The following guest retort comes from Darryl Ballantyne, founder and CEO of LyricFind, one of the largest lyrics licensing companies in the world.
A recent article on David Lowery’s site (The Trichordist) and covered here on Digital Music News highlights issues of lyrics licensing and enforcement. In an effort to make his points, David and Paul made broad statements that shortchange important facts. Note that while the original article has now been heavily edited, a number of misconceptions were spread (and still exist) here on DMN and I wanted to take this opportunity to add a factual backdrop to the lyrics industry.
For those who are not aware, my company, LyricFind, has been leading the charge for licensed lyrics since 2004. We have licenses with over 3,000 music publishers, and power web sites and music services around the world. Our database is manually curated by a dedicated content team that listens to music all day to ensure accuracy – they are extremely diligent and passionate about their role.
A number of the sites included on the original ‘undesirable’ list are, in fact, licensed and these have since been corrected. It’s important to note, though, the state of the lyrics business and the fact that the number of licensed sites is growing constantly. In fact, at this time, LyricFind is licensing 71 lyric web sites – and that doesn’t include lyrics integrated into other services.

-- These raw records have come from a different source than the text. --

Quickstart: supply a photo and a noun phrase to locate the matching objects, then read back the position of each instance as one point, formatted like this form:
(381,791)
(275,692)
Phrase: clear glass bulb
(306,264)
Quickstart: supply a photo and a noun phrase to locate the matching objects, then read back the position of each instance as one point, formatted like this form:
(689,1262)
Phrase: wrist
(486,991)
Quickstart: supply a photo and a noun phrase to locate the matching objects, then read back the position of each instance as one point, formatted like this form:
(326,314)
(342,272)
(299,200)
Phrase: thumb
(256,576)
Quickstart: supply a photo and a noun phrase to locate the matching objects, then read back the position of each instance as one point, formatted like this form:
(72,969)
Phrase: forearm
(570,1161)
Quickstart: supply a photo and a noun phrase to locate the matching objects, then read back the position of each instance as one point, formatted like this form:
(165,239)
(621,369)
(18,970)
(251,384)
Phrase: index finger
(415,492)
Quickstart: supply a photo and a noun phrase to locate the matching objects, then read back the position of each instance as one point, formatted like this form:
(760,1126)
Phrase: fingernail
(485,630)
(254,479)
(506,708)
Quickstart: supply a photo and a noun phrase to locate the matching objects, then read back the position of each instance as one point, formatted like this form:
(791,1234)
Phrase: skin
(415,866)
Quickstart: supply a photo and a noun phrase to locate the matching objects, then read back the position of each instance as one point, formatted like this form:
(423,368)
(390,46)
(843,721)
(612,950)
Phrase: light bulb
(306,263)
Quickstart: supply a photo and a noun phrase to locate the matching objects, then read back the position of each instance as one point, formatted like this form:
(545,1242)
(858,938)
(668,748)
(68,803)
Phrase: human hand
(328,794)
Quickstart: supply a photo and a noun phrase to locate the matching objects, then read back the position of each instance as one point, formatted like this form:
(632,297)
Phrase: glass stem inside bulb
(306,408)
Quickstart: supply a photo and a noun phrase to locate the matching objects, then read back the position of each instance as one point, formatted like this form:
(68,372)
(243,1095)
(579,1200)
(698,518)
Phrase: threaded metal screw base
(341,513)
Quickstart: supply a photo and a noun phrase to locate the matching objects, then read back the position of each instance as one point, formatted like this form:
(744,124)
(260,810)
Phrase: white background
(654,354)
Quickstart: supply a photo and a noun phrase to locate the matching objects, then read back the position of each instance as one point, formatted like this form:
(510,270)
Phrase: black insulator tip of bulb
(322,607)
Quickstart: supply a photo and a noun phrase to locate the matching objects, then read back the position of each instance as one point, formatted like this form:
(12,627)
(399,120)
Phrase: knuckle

While there can always be more, enforcement has been happening against the unlicensed sites for many years. The NMPA, first with the assistance of Ross Charap from Arent Fox, followed by Ken Anderson from Sheppard Mullin, and finally now in-house, have been pursuing lyric (and tab) sites for over seven years.
To date, they have sent out hundreds of takedown notices to many different sites, resulting in 38 sites shutting down and another 18 taking licenses (not to mention the secondary effect of sites licensing for fear of receiving takedowns).
There have been two high profile lawsuits against lyric sites – first, against LyricWiki (which settled by selling to Wikia) and also against LiveUniverse (which operated LyricsDownload.com, CompleteAlbumLyrics.com, and LyricsAndSongs.com), which resulted in a landmark $6.6M judgment in favour of the publishers. Those sites have since been shuttered, the domains (and other assets) seized, and have the founder, Brad Greenspan, on the run. Without the relentless work of those people (and the publishers behind them, notably Ralph Peer of Peermusic, who is perhaps the biggest fan of lyrics I know), none of the current monetization of lyrics would be possible.
And what, exactly, is that monetization? The Digital Music News article quotes a ‘major publishing executive,’ saying that there is ‘zero going back to lyrics writers and publishers’.
This is, perhaps, the most disappointing part of the conversation to me – LyricFind generates millions of dollars every year for music publishers for lyrics use, and it’s growing dramatically every year.
Outside of regular lyric sites, we license companies like Microsoft, Pandora, Samsung, HTC, Nokia, Clear Channel, SoundHound, Disney, Shazam, Rovi, WinAmp, TouchTunes, and even Universal Music Group itself. And that list is growing – there are more major services ready to launch lyrics in the very near future, all generating significant revenue for publishers and songwriters.